To solve this challenge, I set out to write a completely new deploy engine using
Go replacing the older one written in Python. The result? We can now deploy
thousands of test cases without the cpu usage going over 5-10%. I’ll talk about
the intricacies and implementation details of the new engine in a separate post,
this post is more of an overview of the current architecture.
Architecture
Users, Scheduler or CI/CD triggers a new test set deployment.
The deploy endpoint handler takes the request and generates a new RunID. Note
that, multiple parallel calls to the deploy endpoint is fairly normal.
A RunID is a timestamp based format where the smallest unit to differentiate
between two RunIDs is a single “second”. This means, we cannot have two
RunIDs generated on the same second!

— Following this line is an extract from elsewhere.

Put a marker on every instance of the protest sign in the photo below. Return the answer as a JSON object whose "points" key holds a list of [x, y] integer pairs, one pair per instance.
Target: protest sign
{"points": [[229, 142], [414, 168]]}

To avoid generating two exact same
RunIDs, we use a distributed-mutex lock based on Redis to pause for 1 sec
every time a new RunID is generated.
Attach the generated RunIDs to the deploy requests.
Serialize the deploy requests and put them in a Redis queue (a sorted set to
be precise).
Deploy Manager - an embedded service that runs an infinite loop to
continuously watch for new deploy requests in the queue. As soon as a new
deploy request is found, it is passed on to a background worker.
The background worker reads the test cases listed in the deploy request from
the main database and passes the data to the Result Keeper.
The Result Keeper takes the test cases as they’re passed in and create
historical records in the database. To optimize the database operations, we
perform table-to-table copy for a portion of the data.
The test cases are then stored in separate queues identified by the “node id”
of deploy requests.
This concludes the architecture of the deployment process. After a ZeuZ node
connects to the server, it’ll request to see if test cases are available in the
queue identified by its “node id” - I’ll discuss this in a separate post.
Concepts
ZeuZ Server - a test case (+project management) platform to author, manage and
run both automated and manual tests.
ZeuZ Node - automation engine (agent) that runs on your desktop, cloud VM, etc
takes instructions from the server, executes them (open app/browser, go to
link, click on buttons, etc) and sends the report of the execution back to the
server.
RunID - each deploy request is assigned a unique timestamp based ID to
differentiate from other deploy requests. Example: Mon-Sep-18-09:54:53-2023.
We have plans to fix the limitation later, but with the scale we deal with,
this is more than enough.